Na początku listopada administracja prezydenta Rosji przeprowadziła sondaż w kilku regionach kraju. Wynika z niego, że Rosjanie są zmęczeni wojną - podaje "Ukraińska Prawda". Jak podaje portal, dane z grup fokusowych wyraźnie wskazują, że Rosjanie "nie są optymistami ws. swojej przyszłości i przyszłości kraju".
Co więcej, z badania wynika, że zniechęcenie Rosjan wynika nie tylko z przebiegu wojny, a przede wszystkim z samego faktu jej prowadzenia.
- To nie oznacza chęci stworzenia opozycji czy całkowitego odrzucenie tzw. SOW ("specjalnej operacji wojskowej" - tak władze rosyjskie nazywają wojnę z Ukrainą - red.). To jest obojętność i apatia - tłumaczył "Prawdzie" jeden z autorówbadania. Z sondażu wynika również, że Rosjanie coraz częściej zadają sobie pytania o przyczyny wojny.
Więcej najnowszych informacji przeczytasz na stronie głównej Gazeta.pl.
Tymczasem Ukraińcy podkreślają, że po odbiciu Chersończyzny czują się mocniejszy niż kiedykolwiek. Wołodymyr Hawryłow, emerytowany generał dywizji, wiceszef ukraińskiego MON stwierdził w ubiegłym tygodniu, w wywiadzie dla brytyjskiej telewizji Sky News, że Ukraina wygra wojnę do wiosny.
- Ukraińcy nie przestaną walczyć, póki nie zwyciężą i nie powstrzyma ich nawet taktyczny atak jądrowy Rosji - mówił. Przyznał, że choć "byłby to dramat", to jego zdaniem, prawdopodobieństwo takiego ataku jest niskie.
Nawiązując do perspektywy rozmów pokojowych z Kremlem, wiceszef MON Ukrainy powiedział, że nastąpią one dopiero wtedy, kiedy rosyjskie wojska opuszczą każdy centymetr jego kraju, w tym zaanektowany w 2014 r. Półwysep Krymski i wschodnie regiony kontrolowane od ośmiu lat przez prorosyjskich separatystów.
- Ukraińskie społeczeństwo zdecydowało: idziemy do końca. Nie ma znaczenia, jaki scenariusz jest na stole. Ludzie przelali mnóstwo krwi i włożyli mnóstwo wysiłku w to, co już osiągnęliśmy. Wszyscy wiedzą, że jakakolwiek zwłoka czy zamrożenie konfliktu będzie tylko kontynuacją tej wojny przeciwko istnieniu Ukrainy jako narodu - podkreślił.

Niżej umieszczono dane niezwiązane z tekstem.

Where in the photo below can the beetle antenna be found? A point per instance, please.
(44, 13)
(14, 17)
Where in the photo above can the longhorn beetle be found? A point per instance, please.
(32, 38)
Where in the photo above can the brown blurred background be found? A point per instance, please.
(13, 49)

W wyniku rosyjskiego ostrzału w Chersoniu zgięło trzech cywilów, kilku zostało rannych - poinformował przedstawiciel obrony cywilnej miasta. Ukraińskie władze apelują do mieszkańców niedawno wyzwolonego Chersonia o ewakuację.

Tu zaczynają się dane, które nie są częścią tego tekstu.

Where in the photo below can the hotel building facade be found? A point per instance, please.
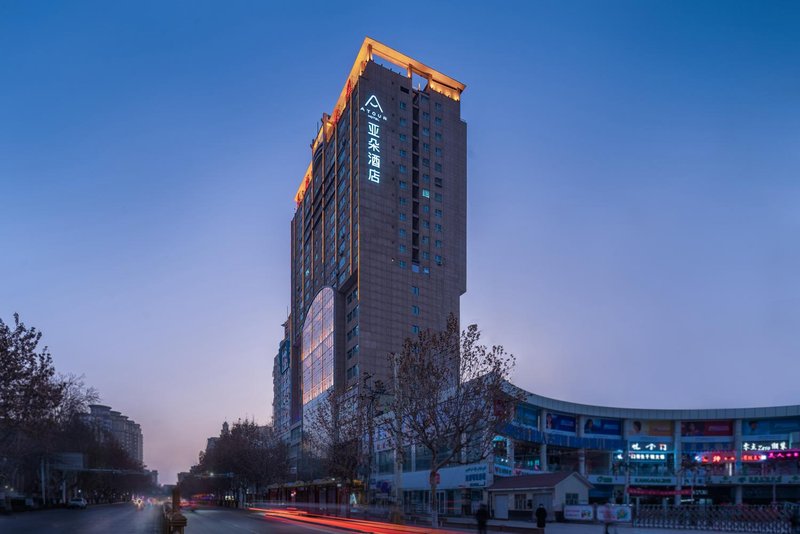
(378, 238)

Według ukraińskich mediów w Chersoniu słychać było około dziesięciu wybuchów. Zniszczona została infrastruktura, a także budynki mieszkalne. Wcześniej ukraińskie władze informowały o ofiarach cywilnych wczorajszych ataków. Ukraińska wicepremier Iryna Wereszczuk zaapelowała, aby w związku z nasilającymi się ostrzałami, a także złą sytuacją humanitarną, mieszkańcy wyjeżdżali z miasta.
Ewakuacja rekomendowana jest przede wszystkim dla kobiet z dziećmi i osób starszych. Wyznaczono m.in. trasy kolejowe do Mikołajowa, Odessy i Krzywego Rogu, a stamtąd - na Zakarpacie i do obwodu lwowskiego.
Rosyjskie wojsko atakuje Chersoń z lewego brzegu Dniepru, dokąd wycofało się po ofensywie ukraińskiego wojska.